4.       Conclusions

In conclusion, we report a case of solitary type V intrahepatic bile duct cyst with calculus and gallbladder stones treated with surgery. Decision of surgical procedure by the location of intrahepatic bile duct cyst is essential for the treatment.

5.       Declarations

       5.1.  List of Abbreviations: None.

       5.2.  Ethics Approval and Consent to Participate: None.

       5.3.  Consent for Publication: None.

       5.4.  Availability of Data and Materials: None.

       5.5.  Competing Interests: None declared.

5.6.  Funding: None.

6.       Author’s Contributions

KK drafted the manuscript. YD, TY and SM acquired data and revised the manuscript. RY, KK, NT and TI revised the manuscript. All authors read and approved the final manuscript.

6.1.  Acknowledgements: None.

6.2.  Author’s Information: None.


Figures1(A,B): Cystic structure (white arrow) (A) and normal gallbladder (black arrow) (B) are confirmed by computed tomography.
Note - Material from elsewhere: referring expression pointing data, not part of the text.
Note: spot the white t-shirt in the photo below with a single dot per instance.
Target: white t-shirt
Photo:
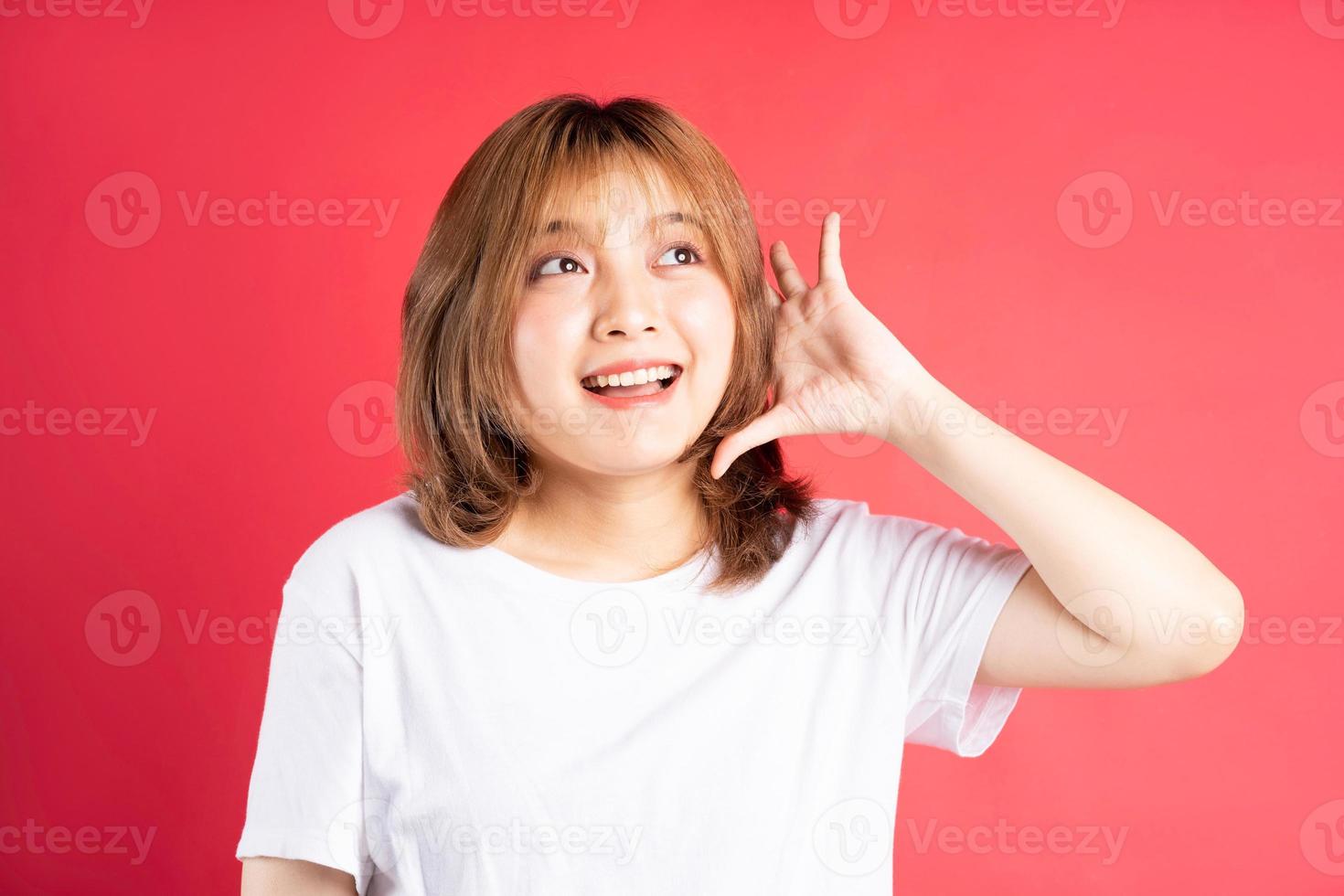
(454, 720)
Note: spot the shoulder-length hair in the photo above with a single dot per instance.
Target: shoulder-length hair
(468, 457)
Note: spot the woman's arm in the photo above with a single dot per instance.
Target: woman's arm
(1115, 600)
(1115, 597)
(265, 876)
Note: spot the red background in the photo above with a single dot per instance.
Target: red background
(1210, 338)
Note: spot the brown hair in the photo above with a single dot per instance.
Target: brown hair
(468, 458)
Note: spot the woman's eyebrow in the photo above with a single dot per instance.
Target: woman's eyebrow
(655, 222)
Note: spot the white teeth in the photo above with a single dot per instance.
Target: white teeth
(631, 378)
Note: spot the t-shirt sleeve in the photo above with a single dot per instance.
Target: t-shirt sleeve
(944, 595)
(305, 799)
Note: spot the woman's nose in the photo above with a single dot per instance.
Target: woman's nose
(628, 304)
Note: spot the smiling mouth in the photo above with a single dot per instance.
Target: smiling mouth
(613, 387)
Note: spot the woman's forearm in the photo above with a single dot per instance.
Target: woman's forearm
(1121, 571)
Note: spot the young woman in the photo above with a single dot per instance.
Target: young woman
(603, 644)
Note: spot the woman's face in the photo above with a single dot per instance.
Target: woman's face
(645, 303)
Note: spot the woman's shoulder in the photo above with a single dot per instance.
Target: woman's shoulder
(355, 544)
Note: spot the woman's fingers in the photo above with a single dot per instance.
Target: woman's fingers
(829, 266)
(785, 272)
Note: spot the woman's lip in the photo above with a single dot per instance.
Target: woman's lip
(636, 400)
(632, 364)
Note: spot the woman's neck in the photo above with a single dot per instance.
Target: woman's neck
(609, 528)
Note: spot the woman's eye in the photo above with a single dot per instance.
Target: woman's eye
(558, 265)
(682, 254)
Figures 2(A,B): (A) Common bile duct stones (white arrows) are confirmed by magnetic resonance cholangiopancreatography. (B) Cystic structure (white arrow) and normal gallbladder (black arrow) are also confirmed by magnetic resonance cholangiopancreatography.



Figure 3: Cystic structure (white arrow) is confirmed by endoscopic retrograde cholangiopancreatography.



Figures 4(A,B): (A) Intraoperative image of the duct cyst during laparotomy (white arrow). Almost all intrahepatic bile ducts are in the liver parenchyma. (B) Microscopic image of the intrahepatic bile duct cyst. The muscular layer structure of the gallbladder could not be seen in the intrahepatic bile duct cyst.